The US fertility rate fell off a cliff between 1960 and 1975. We have been under the replacement rate since the 70s which means that we should have already seen a negative economic impact. When people retire from the workforce, there should not be enough new workers entering the workforce to fill all those jobs. Of course, some jobs don't need to be filled due to automation and process improvements, but in general, we should have been seeing inflation as the savings of retirees flood into an economy with less workers to produce goods and services (basic econ, prices settle based on supply and demand, more money and less goods/services equals inflation). The reason we haven't, in my understanding, is that we've been padding our population with immigration for decades. The last few years, immigration has slowed to a trickle as Covid policies limited mobility. Of course, all real world problems are complex and have many causal factors, and in this case, disruption to production and supply chains from Covid policies as well as the war in Ukraine are certainly impacting our economy. But given the general desperate need for workers as well as the atrociously high inflation rate, I think the largest driving factor is that demographic cliff. As of the 1990 census, 12.5% of the population was 65+ (a good stand in for "retired").
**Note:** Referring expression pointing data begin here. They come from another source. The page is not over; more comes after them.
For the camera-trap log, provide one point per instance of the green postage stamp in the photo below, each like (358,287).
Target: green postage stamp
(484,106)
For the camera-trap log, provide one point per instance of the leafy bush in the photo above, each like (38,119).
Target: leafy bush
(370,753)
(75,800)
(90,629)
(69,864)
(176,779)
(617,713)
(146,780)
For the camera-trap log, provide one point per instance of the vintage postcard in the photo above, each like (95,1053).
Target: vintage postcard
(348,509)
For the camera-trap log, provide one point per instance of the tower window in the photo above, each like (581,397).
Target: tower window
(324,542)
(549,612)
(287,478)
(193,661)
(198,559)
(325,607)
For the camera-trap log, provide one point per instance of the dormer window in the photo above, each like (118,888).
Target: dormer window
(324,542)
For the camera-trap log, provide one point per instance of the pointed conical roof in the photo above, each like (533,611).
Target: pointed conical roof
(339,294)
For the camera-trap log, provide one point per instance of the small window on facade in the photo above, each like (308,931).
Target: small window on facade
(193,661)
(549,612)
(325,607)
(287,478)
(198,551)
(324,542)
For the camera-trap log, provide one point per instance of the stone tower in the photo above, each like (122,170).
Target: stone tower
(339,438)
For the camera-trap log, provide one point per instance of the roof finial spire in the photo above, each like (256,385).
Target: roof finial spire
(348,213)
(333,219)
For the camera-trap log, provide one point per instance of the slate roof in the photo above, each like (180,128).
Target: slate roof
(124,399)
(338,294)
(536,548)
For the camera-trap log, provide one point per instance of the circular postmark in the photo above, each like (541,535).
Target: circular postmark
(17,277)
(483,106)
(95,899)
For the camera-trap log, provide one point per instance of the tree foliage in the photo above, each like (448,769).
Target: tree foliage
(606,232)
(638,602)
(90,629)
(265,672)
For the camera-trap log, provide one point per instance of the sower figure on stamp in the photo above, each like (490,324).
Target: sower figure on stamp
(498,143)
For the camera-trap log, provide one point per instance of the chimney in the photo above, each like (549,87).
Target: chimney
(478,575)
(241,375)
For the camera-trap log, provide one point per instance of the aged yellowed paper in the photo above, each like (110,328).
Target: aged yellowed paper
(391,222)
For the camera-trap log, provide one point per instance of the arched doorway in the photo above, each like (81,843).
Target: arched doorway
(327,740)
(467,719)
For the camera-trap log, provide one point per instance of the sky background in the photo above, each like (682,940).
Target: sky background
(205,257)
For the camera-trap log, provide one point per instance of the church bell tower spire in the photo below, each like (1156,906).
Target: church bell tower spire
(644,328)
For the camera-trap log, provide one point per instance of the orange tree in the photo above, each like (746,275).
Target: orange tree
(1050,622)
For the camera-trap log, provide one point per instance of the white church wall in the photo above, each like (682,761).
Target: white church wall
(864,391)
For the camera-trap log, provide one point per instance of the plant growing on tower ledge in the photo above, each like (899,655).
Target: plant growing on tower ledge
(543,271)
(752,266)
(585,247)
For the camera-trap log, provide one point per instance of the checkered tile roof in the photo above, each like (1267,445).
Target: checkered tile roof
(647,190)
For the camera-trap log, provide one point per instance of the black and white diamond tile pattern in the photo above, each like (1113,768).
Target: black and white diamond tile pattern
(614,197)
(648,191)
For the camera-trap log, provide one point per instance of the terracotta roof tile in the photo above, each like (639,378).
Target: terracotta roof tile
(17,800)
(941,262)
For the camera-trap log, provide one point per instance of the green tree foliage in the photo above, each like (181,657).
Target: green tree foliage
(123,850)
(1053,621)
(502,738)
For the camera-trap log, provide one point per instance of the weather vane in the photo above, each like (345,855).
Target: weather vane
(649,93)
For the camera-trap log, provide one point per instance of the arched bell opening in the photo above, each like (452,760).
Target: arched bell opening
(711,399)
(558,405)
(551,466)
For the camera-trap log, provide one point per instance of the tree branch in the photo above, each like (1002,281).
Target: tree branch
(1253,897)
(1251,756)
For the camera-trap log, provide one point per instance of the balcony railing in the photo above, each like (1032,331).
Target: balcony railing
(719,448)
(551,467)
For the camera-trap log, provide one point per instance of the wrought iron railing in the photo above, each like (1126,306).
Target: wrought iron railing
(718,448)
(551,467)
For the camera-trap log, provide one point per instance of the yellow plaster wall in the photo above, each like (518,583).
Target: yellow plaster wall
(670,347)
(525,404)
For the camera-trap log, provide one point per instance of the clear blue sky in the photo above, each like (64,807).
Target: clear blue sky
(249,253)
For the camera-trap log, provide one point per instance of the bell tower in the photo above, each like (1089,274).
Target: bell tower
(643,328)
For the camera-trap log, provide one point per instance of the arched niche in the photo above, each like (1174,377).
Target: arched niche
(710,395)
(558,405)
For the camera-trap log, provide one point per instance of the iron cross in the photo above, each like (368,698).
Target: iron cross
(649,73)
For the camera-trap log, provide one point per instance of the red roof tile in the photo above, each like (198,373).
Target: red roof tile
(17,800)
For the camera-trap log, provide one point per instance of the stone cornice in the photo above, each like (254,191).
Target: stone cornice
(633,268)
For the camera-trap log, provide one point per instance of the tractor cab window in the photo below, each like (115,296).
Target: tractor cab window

In 2000, it was 12.4%, but in 2010 it jumped to 13.1% and in 2020 it was 13.9%. Current predictions have us hitting 20% by 2030. The glut of demand that's going to be generated by our top-heavy elder generation is going to fall on a class of producers that is smaller than ever, which is going to keep inflation high. Even if people started having tons of kids tomorrow, we'd need 2 decades before those new kids entered the workforce and started producing. Without a massive boost to immigration, I see no way around surging inflation and eventual economic collapse. So it seems to me that we should be practically begging people to come here, especially from cultures that are more fecund, as most developing nations are. We need the people to fill jobs and we need to bring the birth rate back up so that we don't collapse under the weight of a retired class that is not just outnumbering new workers, but are living longer than ever as well.

Again, perhaps there is something I'm just completely missing. But it seems to me that not only is there no real value in even clinging to existing immigration policies, we should be making it easier to immigrate here. I don't see any concern that is as compelling as the demographic cliff to counter that argument.